Kondisi masyarakat Indonesia, tambah Darmaningtyas, lebih tepat dengan perubahan itu. Pasalnya, jika dilihat dari kurva, masyarakat Indonesia yang masuk golongan miskin 60 persen, sementara yang menengah 40 persen. "Nah yang masuk golongan masyarakat miskin ini lebih pas masuk SMK. Sementara yang 40 persen bisa melanjutkan ke perguruan tinggi (PT) karena kemungkinan mampu melanjutkan ke universitas."
Kendati demikian, berdasarkan pengamatan Darmaningtyas, dibandingkan lulusan SMU para pekerja jebolan SMK ini kariernya kalah setelah masuk dunia kerja. "Biasanya lulusan SMK akan terus di bidangnya sebagai operator. Sementara yang lulusan SMU bisa naik. Misalnya dari bagian kemasan lalu naik ke pemasaran."
Para pekerja jebolan SMU juga lebih terbuka peluangnya melanjutkan ke PT karena biayanya lebih murah. "Beda jika lulusan sekolah kejuruan melanjutkan ke universitas. Bandingkan saja, biaya Fakultas Teknik tentu akan lebih besar dibanding Fakultas Ekonomi."
Meski saat ini sudah banyak sekolah kejuruan, tapi pilihan jurusan kebanyakan masih instan yang dibuka dengan pertimbangan sedang tren. Misalnya, STP Pembangunan yang sangat laris di tahun 70-an, karena memang saat itu Indonesia sedang giat-giatnya membangun. "Sekarang? Ya, jadi kurang laku dan diminati."
Padahal, menurut Darmaningtyas, harusnya sekolah kejuruan mengembangkan pendidikan yang jangka panjang. Membuka jurusan yang diperlukan sepanjang masa. "Kenapa, misalnya, tidak ada yang mengembangkan pembungkus dari bahan alami untuk mengganti plastik? Padahal, kebutuhan pembungkus ini akan terus digunakan sepanjang waktu." Apalagi, wilayah Indonesia juga memungkinkan membuka jurusan itu. "Di kampung, kan, masih banyak daun pisang atau jati yang lebar-lebar. Harusnya bahan-bahan alami itu bisa diproses menjadi pembungkus yang awet dan ramah lingkungan."
Begitu pula jurusan agronomi yang meliputi pertanian, peternakan, perikanan, dan perkebunan seharusnya lebih ditingkatkan. "Makin ke depan, penduduk makin banyak.
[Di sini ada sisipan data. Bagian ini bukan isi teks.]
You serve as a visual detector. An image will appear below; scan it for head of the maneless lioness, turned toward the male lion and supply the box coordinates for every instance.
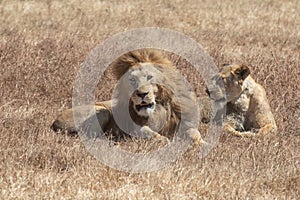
[206,65,250,102]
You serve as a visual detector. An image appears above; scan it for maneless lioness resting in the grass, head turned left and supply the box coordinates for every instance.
[207,64,277,136]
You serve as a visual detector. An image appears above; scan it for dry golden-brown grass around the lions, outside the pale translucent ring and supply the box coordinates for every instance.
[0,0,300,199]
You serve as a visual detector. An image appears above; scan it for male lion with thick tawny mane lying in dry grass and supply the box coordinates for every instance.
[52,49,202,143]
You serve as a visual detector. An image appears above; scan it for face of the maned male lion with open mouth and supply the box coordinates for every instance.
[128,63,161,117]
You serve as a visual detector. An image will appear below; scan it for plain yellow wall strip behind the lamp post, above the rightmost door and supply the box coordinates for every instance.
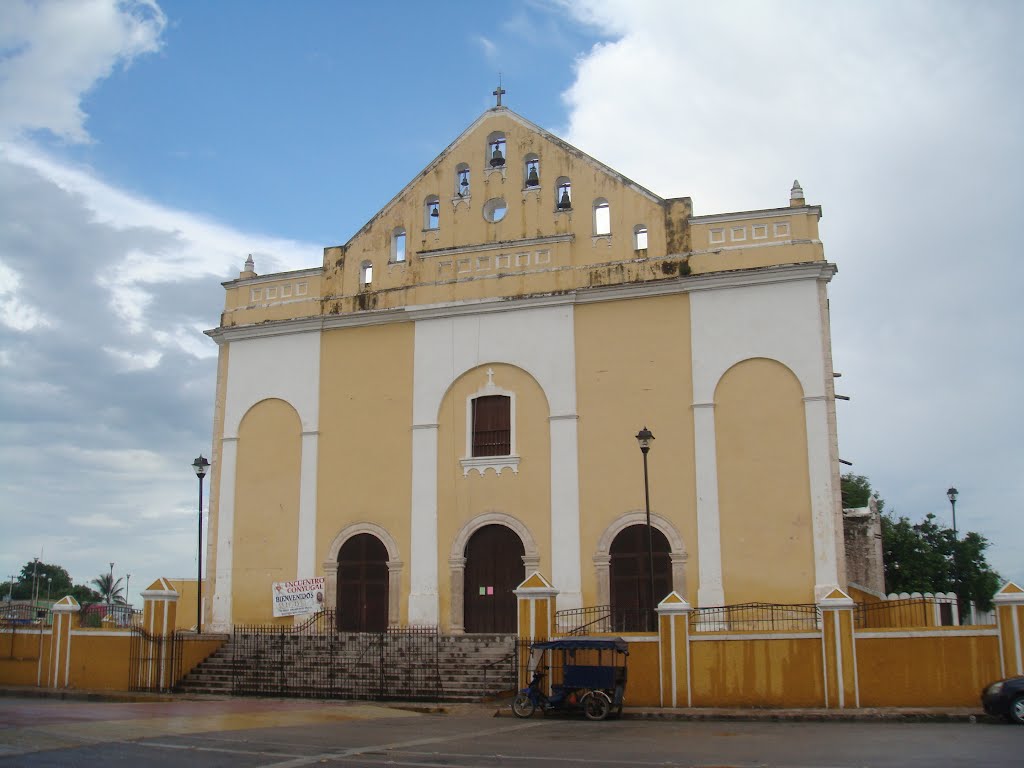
[574,295,698,605]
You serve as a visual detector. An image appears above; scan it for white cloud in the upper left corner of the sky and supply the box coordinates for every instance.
[0,0,167,142]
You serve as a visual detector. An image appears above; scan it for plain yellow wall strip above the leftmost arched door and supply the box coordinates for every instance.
[319,323,415,622]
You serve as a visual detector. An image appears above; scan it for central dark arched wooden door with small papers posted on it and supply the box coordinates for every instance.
[463,525,526,634]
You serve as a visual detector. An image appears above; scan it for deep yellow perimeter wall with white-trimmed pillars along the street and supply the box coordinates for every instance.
[0,589,1024,709]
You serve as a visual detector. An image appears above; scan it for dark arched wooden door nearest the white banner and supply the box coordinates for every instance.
[338,534,388,632]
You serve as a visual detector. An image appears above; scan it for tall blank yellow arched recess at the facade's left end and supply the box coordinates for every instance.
[231,398,302,624]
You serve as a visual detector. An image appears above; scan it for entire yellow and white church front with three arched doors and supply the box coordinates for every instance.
[206,105,846,633]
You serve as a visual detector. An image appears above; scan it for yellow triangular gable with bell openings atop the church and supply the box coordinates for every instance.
[343,108,666,270]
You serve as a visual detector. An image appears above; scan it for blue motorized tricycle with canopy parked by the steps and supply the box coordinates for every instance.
[512,636,630,720]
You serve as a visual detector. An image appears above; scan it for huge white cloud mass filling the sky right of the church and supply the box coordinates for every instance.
[563,0,1024,580]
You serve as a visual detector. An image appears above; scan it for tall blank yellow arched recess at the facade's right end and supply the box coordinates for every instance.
[715,357,814,604]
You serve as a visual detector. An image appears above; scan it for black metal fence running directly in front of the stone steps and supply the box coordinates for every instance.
[231,610,442,701]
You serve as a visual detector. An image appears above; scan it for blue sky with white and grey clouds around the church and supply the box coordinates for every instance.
[0,0,1024,600]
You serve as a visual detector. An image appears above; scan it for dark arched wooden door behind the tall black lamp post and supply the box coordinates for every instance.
[609,525,672,632]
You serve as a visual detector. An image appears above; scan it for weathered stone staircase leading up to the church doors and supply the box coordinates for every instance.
[176,633,517,702]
Kebutuhan pangan makin meningkat. Jika itu bisa dipenuhi, bukan hanya sekolah kejuruan yang berkembang, Indonesia pun bisa berswasembada pangan."
Darmaningtyas juga memprediksi, kebutuhan teknisi mesin khusus, seperti pesawat terbang, kapal, dan kereta api juga akan terus dibutuhkan. "Makanya perlu dibuka lebar-lebar jurusan tersebut, sehingga investasi yang ditanam tidak sia-sia." Kebutuhan tenaga ahli kelautan, kata Darmaningtyas, juga akan terus diserap pasar.